RGB++ Pre test network
UTXO Stack:The total financing was not disclosed and was invested by ABCDE Capital, OKX Ventures and others.
The Bitcoin Layer 2 issuance platform is based on the UTXO model and natively integrates RGB++ protocol capabilities, aiming to help developers quickly deploy applications based on the UTXO architecture.
L3 Mainnet
U Protocol: The total financing has not been disclosed and is invested by Alfa DAO, YAM DAO and others.
The first BitcoinFi modular Layer 3 infrastructure, providing functions such as uBTC and U Bitcoin Thunder Network, is committed to improving the liquidity and application scenarios of Bitcoin.
02 Summary
From a higher perspective, the value narrative of Bitcoin (BTC) has been developing for more than ten years, and its function as a store of value is now widely recognized.

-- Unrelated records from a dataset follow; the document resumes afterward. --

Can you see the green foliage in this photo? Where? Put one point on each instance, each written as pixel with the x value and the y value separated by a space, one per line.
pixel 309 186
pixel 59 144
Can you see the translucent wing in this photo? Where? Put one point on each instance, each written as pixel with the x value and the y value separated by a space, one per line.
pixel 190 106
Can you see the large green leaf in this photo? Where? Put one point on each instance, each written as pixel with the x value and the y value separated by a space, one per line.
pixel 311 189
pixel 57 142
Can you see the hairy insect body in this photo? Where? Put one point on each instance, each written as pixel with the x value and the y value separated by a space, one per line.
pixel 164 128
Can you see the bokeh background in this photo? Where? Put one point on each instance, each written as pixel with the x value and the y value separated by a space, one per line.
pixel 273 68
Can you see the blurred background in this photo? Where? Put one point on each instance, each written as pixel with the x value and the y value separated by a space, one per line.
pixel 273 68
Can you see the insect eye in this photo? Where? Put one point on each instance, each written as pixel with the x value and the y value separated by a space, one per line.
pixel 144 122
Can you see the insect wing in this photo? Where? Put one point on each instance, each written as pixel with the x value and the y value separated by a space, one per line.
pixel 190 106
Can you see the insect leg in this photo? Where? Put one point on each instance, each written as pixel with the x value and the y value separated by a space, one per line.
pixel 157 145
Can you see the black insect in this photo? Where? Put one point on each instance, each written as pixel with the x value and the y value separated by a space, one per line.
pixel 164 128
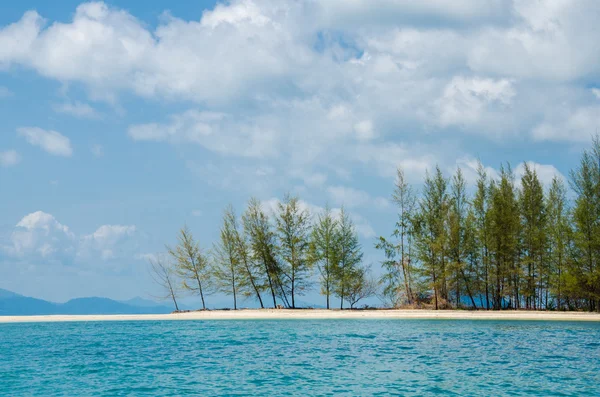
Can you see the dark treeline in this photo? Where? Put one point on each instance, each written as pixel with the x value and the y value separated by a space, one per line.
pixel 500 244
pixel 509 245
pixel 272 258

Regulatory policies, the launch of ETFs, and interest rate cuts and other macroeconomic factors have had a significant impact on its market performance, indicating that Bitcoin is gradually becoming the basis for traditional institutional asset allocation One of the important targets.
As Bitcoin's value storage attribute is widely recognized by society, its derivative financial products and innovations will become increasingly abundant.
Although Layer 2 solutions may face expansion problems, and the challenges based on the UTXO mechanism cannot be underestimated, the Bitcoin track will continue to improve and develop. It is inevitable for the industry and for social development.